The event featured a distinguished panel of experts, including:
- Tracey Bignall, Director of Policy and Engagement, Race Equality Foundation
- Brenda Hayanga, expert on ethnic inequalities in healthcare use and care equality for people with multiple long-term conditions, City University
- Macius Kurowski, Royal Free London NHS Foundation Trust, and Manal Sadik, North Middlesex University Hospital, discussing data-led approaches to reducing race-related health inequalities
- Mary Hill, NHS England, Head of Policy, Healthcare Inequalities Improvement, discussing data, ethnicity recording, and coding
Key Barriers to Improvement
Collecting ethnicity data is vital for understanding the unique health experiences of different ethnic groups. For instance, we know that 1 in 4 Black men will develop prostate cancer earlier in life, compared to 1 in 8 White men. Yet despite its importance, research reveals significant issues with the quality of data being collected.

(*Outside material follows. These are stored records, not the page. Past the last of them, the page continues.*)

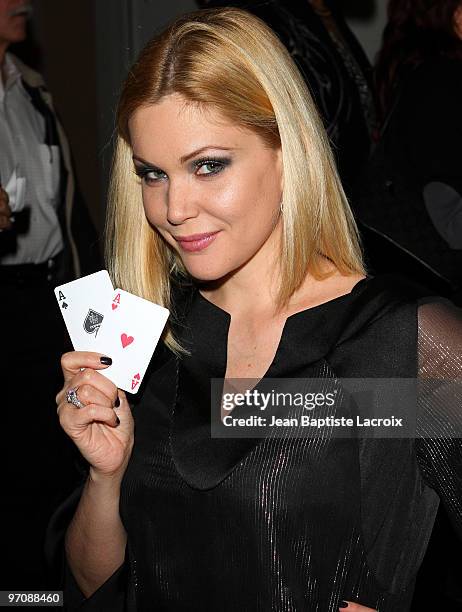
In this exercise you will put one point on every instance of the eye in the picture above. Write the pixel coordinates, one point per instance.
(207, 167)
(150, 176)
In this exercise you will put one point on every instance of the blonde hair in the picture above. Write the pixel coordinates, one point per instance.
(231, 60)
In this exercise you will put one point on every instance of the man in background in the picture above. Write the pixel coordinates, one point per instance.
(46, 238)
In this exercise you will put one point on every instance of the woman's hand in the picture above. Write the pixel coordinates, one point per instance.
(104, 442)
(5, 210)
(354, 607)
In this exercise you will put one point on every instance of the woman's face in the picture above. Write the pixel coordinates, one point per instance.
(212, 189)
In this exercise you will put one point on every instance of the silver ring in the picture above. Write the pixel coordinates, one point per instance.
(71, 398)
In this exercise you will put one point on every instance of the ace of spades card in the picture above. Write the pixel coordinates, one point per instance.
(83, 304)
(129, 336)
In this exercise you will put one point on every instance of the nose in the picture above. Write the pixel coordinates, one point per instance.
(181, 203)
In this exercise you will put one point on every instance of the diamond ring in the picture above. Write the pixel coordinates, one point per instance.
(71, 398)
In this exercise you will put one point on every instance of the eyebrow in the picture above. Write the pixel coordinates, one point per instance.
(187, 157)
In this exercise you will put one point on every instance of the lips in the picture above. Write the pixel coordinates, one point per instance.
(196, 242)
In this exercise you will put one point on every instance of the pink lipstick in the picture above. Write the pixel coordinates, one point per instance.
(196, 242)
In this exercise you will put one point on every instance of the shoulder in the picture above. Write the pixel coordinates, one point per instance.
(30, 76)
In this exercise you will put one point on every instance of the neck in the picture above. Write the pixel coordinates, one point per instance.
(3, 48)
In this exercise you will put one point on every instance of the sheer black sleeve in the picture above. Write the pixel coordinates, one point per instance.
(439, 443)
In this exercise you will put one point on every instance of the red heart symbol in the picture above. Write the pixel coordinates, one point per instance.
(126, 340)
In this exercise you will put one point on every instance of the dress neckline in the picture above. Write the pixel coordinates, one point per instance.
(313, 309)
(292, 331)
(308, 343)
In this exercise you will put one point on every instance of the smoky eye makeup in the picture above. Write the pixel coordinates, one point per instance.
(210, 165)
(144, 171)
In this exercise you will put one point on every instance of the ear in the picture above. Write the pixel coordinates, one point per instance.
(458, 21)
(280, 168)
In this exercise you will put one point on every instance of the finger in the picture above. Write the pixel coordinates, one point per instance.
(5, 222)
(88, 394)
(75, 361)
(73, 419)
(99, 384)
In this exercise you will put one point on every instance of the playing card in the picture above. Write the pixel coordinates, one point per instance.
(84, 304)
(129, 336)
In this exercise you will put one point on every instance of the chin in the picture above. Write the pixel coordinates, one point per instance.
(207, 274)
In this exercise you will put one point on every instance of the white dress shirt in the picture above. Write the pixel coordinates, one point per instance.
(24, 155)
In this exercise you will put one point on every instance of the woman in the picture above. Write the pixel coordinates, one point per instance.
(335, 68)
(237, 222)
(410, 197)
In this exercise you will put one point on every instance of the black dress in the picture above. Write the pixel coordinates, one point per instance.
(284, 523)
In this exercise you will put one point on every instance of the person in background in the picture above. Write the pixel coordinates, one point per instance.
(334, 67)
(226, 207)
(408, 200)
(41, 218)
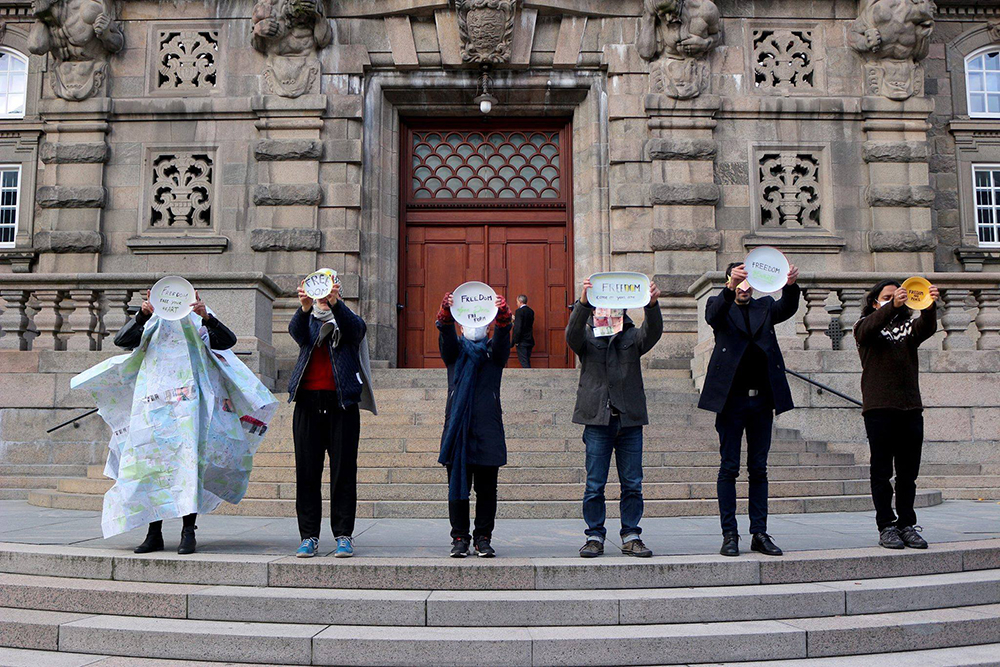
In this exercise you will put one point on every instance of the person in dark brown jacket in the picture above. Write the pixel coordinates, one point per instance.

Across the board, there is inconsistency. Research from the Nuffield Trust highlights that up to 40% of patients were coded as ‘any other ethnic group,’ even when a more specific ethnic group code would have provided deeper insights. Furthermore, the research from the Race Equality Foundation on the recording of ethnicity in health settings found variation in ethnic categories used with most settings where the 2001 and 2011 censuses are used inconsistently. Many people also wish to be identified by more specific ethnic terms, like “Hong Kongese,” but the options provided are often too generic.
Another challenge is the use of arbitrary codes like ‘not asked,’ ‘not stated,’ or ‘unknown,’ which do not contribute meaningfully to population insights. These categories might meet organisational reporting requirements but reflect the discomfort or lack of training among staff in asking about ethnicity.
Barriers for Patients and Staff
Research in partnership with the Wellcome Trust shows that while communities are generally willing to share their demographic information, many are unclear on how the data will be used or fear it may be used in discriminatory ways. This lack of trust is reinforced by findings in the Earning Trust: A Foundation for Health Equity report, which noted that despite growing diversity in the NHS workforce, a 2022 review found that only 14% of NHS board members came from Black and minority ethnic backgrounds, while these groups constitute at least 18% of the population of England and Wales. The findings demonstrate that leadership isn’t reflective of the communities they serve and therefore strategies to see improvements are lagging behind.
Staff uncertainty also hinders progress. The Race Equality Foundation found that employees are unsure about how the data they collect will be used, and there is little evidence that managers emphasise the importance of ethnicity data collection during supervision. Some staff also feel awkward asking for this information, fearing they are being invasive, and lack the confidence to explain why it is important.
Recommendations moving forward
A system-wide approach is urgently needed to improve ethnicity data collection, monitor inequalities, and train staff in data capture. Poor-quality ethnicity data is masking health inequalities, and addressing this requires concerted effort.
Having more rigorous ethnicity data collection provides a more nuanced understanding of the issues facing minority populations and enables healthcare systems to focus their efforts on addressing the issues at hand. We need to be led by the data in order to solve health inequalities.
We can do this by driving:
- Confidence: Build confidence in using data to understand experiences, assess progress, and reduce health inequalities.
- Guidance: Provide clear guidance to improve the understanding, collection, and recording of ethnicity data.
- Procedures: Ensure there are robust procedures in place to monitor the quality of ethnicity data.